Jumat, 07 Agustus 2020

Waspadai Resiko Kolesterol Pasca Idul Adha

 

(Dok.Internet/Dinkes Kab. Sampang)

Oleh: Vika Ananda Wardani

                Idul Adha adalah salah satu hari raya bagi umat islam. Idul Adha diperingati setiap tanggal 10 Dzulhijjah untuk memperingati peristiwa dimana Nabi Ibrahim bersedia mengorbankan anaknya (Nabi Ismail) demi memenuhi perintah Allah, namun kemudian penyembelihan itu digantikan oleh-Nya dengan seekor domba. Peringatan Idul Adha diawali dengan pelaksanaan salat Id baik di masjid atau tanah lapang pada pagi hari. Perayaan kemudian dilanjutkan dengan penyembelihan hewan kurban.

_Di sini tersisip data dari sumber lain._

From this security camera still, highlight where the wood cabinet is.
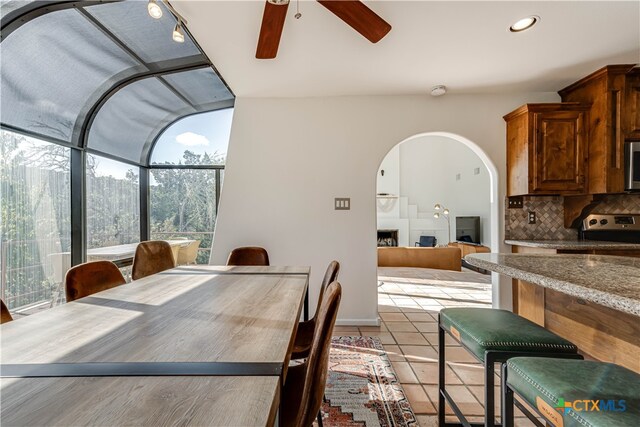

            Setelah disembelih, daging kurban kemudian dibagikan secara merata kepada warga sekitar. Pada momentum ini, banyak masyarakat yang merayakan Idul Adha dengan membuat berbagai macam bentuk hidangan dari daging sapi ataupun kambing. Namun, perlu diingat bahwa daging kambing dan sapi memiliki kandungan kolestrol yang tinggi. Mengutip halodoc.com, bahwa dalam setiap seratus gram daging kambing, terdapat sekitar 3,03 gram lemak, sedangkan pada daging sapi terdapat 7,72 gram lemak. Kemudian dalam ukuran yang sama, daging kambing memiliki kandungan kolesterol sekitar 75 miligram dan pada daging sapi memiliki kandungan kolesterol sebesar 80 miligram. Melihat kandungan yang terdapat pada dua daging tersebut, tidak dianjurkan untuk mengkonsumsi daging kambing dan daging sapi secara berlebihan. Hal ini mengingat bahwa mengonsumsi makanan yang memiliki kandungan kolesterol tinggi membuat kolesterol dalam tubuh juga ikut naik. Kolesterol yang tinggi dapat menyebabkan masalah jantung dan jika dibiarkan tanpa perawatan bisa menyebabkan penyakit kronis hingga kematian.

Untuk menyiasati agar tetap bisa mengonsumsi daging kurban pada saat Idul Adha, terdapat beberapa makanan yang berfungsi sebagai penetral agar kolesterol dalam tubuh tetap stabil. Dikutip dari web health.grid.id, terdapat beberapa makanan yang mempunyai manfaat untuk menurunkan kadar kolesterol, antara lain :

1.      Makanan berserat, penelitian menjelaskan bahwa makanan yang tinggi serat mampu mengurangi kolesterol jahat dalam tubuh. Kandungan serat ini dapat larut ke dalam darah sehingga mampu mengurangi kolestrol jahat dalam tubuh hingga sebanyak 28%.

2.       Jus jeruk, mengonsumsi jus jeruk merupakan salah satu solusi dalam mengurangi kadar kolesterol dalam tubuh. Jus jeruk dapat membantu menormalkan kolestrol serta membuat aliran darah agar selalu lancar dan sehat.

3.      Kedelai, kedelai mengandung senyawa yang disebut isoflavon. Senyawa ini diketahui dapat menurunkan kadar kolesterol jahat dalam tubuh. Selain itu, kedelai juga dapat membantu jantung mengurangi jumlah lemak jenuh dari makan yang dikonsumsi.

4.      Bawang putih, bawang putih memiliki sejumlah manfaat mulai dari membantu menurunkan kolesterol, mecegah pembekuan darah, menurunkan tekanan darah, dan juga melindungi tubuh dari infeksi. Selain itu bawang putih juga mencegah partikel kolesterol menempel pada dinding arteri.

Sejumlah makanan diatas dapat dikonsumsi sebagai penetral setelah mengkonsumsi olahan daging kambing ataupun daging sapi. Ingat ya guys, makan daging kambing dan daging sapi memang boleh, tapi kesehatan harus tetap dijaga.